Megan Grace Jul 2014
I'm sure by this point I have
exploded and expanded,
breached countless lines
and crossed several borders,
wrote my name in the
clouds with yours following
it just to see what it would
look like strung out like
that. I want to be purple
and green (and blue so
you'll notice me) and as
orange as the third inner-
most layer of the sun. Please
pay attention to me. It's
the least you could do to
pay me back for the way I
have been overwhelmed
by you for this long.
Megan Grace Apr 2014
Truthfully, my  words are written  with
your laugh pulsing in my veins. I want
to write  haikus on  your fingertips,
sonnets down the  length of your
spine, press my spoken  word
ramblings  into the curve of
your bottom lip until you
finally  get  that I cannot
leave you because you
are every  syllable  I
have  written  for
almost  a  year
now.
Megan Grace May 2013
I was never
going to be
enough for you
because I'm not
strong and I'm
not as smart as
you used to tell
me, and you
were so smart-
god were you
brilliant- but you
always used these
drugged-up phrases
and I never kept
your pace at any
point. So why did
we keep trying
when we didn't
get each other and
our hands didn't
even match right
in the first place?
I let you press
your name all
over my body
but in the end
I just couldn't
figure out how
to put myself
in your lungs.
Megan Grace Aug 2012
I've realized
that I'm forever
going to be
"that girl I met that one time
on tour
who was nice
but not enough
for me"
to you.
I can feel the definition
aching with every day
we don't keep in contact.
I think I knew it
even then
but it's not fun
to know you can't fill a void.
I want to be everything
for you.
And I can't.
But you will always be enough
for me.
Megan Grace Sep 2012
Thank you
for loving me
despite
the fact that I crack
my knuckles
and talk too much.
Three years
have passed
and I still haven't forgotten
how you taught me
the right way to breathe.
And we may be
separated
by miles of soil,
but you're the only place
my heart has
found permanent rest.
Megan Grace Apr 2015
i
l  i  k  e
y o u r    ***
breath  and   t h e
way  your  hair  seems
to grow from you running
your fingers     through it
through   it   through   it
until your bones settle
in   m y       h a n d s.
please never stop calling
in the middle of the night.
Megan Grace Feb 2012
If I could
I'd buy you an
ocean.
I'd give it to you
in the biggest bottle
I could find.
I'd put a ribbon around the top
because that would make it
exponentially fancier.
I'd put a sailboat
right on the water
to remind you to breathe.
It would have an anchor
because I know you like those,
and I'd put little whales in it
because whales are cute.
I'd give it to you on a crowded street
in the middle of some busy city
that we'd pretend to hate
but actually desperately want to be a part of.
We'd be wearing dresses
becauses dresses make everything more special
and there would be bikes.
Everywhere.
I'd wear yellow and you'd wear blue.
You just would, okay?
And we'd both have hats on.
After I gave you the ocean you'd laugh
and call me dumb
but then you'd say
"I love you"
because that's what people who need each other say.

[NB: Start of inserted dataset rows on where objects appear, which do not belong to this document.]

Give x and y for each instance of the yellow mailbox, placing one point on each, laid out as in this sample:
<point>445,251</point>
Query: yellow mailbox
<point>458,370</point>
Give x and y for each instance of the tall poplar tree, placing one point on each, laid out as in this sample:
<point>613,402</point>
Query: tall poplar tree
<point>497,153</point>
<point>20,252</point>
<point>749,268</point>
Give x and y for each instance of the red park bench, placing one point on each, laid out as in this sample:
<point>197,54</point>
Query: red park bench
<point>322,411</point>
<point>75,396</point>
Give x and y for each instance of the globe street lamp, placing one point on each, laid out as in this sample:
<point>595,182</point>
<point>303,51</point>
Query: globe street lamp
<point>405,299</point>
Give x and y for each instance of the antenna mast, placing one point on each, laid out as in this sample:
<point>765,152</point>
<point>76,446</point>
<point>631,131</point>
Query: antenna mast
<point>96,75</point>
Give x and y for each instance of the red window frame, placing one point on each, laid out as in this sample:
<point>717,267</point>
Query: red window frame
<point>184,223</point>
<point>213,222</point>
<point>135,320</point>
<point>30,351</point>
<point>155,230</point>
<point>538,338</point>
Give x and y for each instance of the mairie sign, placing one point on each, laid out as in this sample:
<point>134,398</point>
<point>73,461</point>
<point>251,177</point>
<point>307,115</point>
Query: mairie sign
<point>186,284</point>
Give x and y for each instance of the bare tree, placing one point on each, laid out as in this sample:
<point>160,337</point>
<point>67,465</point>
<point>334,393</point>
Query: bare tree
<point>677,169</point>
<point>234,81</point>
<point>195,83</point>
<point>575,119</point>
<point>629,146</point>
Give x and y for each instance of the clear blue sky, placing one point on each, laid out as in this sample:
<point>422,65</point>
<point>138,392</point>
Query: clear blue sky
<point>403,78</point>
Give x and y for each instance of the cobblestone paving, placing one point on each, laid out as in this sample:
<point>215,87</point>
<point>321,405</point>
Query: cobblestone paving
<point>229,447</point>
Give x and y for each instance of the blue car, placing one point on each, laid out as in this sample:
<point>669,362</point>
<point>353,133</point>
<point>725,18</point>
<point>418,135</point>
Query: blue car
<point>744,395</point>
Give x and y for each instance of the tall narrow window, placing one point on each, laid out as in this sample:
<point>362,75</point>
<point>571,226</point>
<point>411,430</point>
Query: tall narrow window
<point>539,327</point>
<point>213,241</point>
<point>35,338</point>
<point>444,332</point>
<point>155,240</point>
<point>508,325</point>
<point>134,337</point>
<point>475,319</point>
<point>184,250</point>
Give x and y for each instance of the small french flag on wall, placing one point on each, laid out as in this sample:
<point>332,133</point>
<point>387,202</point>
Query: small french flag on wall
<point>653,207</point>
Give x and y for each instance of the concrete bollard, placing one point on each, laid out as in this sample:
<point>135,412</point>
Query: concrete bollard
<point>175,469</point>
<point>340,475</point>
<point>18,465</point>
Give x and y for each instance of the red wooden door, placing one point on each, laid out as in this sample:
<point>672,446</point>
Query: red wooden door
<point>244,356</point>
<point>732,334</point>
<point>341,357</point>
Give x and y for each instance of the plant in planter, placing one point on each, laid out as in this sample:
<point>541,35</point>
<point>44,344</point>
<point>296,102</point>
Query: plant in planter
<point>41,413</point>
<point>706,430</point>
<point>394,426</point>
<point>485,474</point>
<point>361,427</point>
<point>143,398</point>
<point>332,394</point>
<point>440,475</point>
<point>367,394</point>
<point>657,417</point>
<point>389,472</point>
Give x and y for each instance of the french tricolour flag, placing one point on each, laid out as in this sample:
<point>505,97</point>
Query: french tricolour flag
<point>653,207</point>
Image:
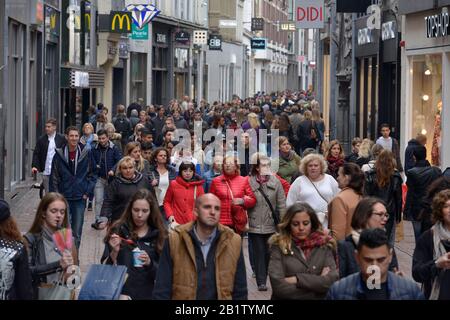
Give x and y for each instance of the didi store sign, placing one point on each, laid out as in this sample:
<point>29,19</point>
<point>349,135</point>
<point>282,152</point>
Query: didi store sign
<point>139,34</point>
<point>309,14</point>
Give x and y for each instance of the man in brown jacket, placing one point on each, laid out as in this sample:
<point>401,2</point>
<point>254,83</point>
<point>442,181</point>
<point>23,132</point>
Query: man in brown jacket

And you'd put the ocean in the basket
on the front of your bike
and you'd smile.
Megan Grace May 2014
today you squeezed my
arm the way i like
and said, "i miss
you all the
t
   i
     m
         e
            .
               "
I just want to keep track of all of these things.
Megan Grace Feb 2014
He called and told
me, "I'm so glad you
answered the phone."
and it was nice to
know that there
was someone out
there who was
happy to hear my
voice.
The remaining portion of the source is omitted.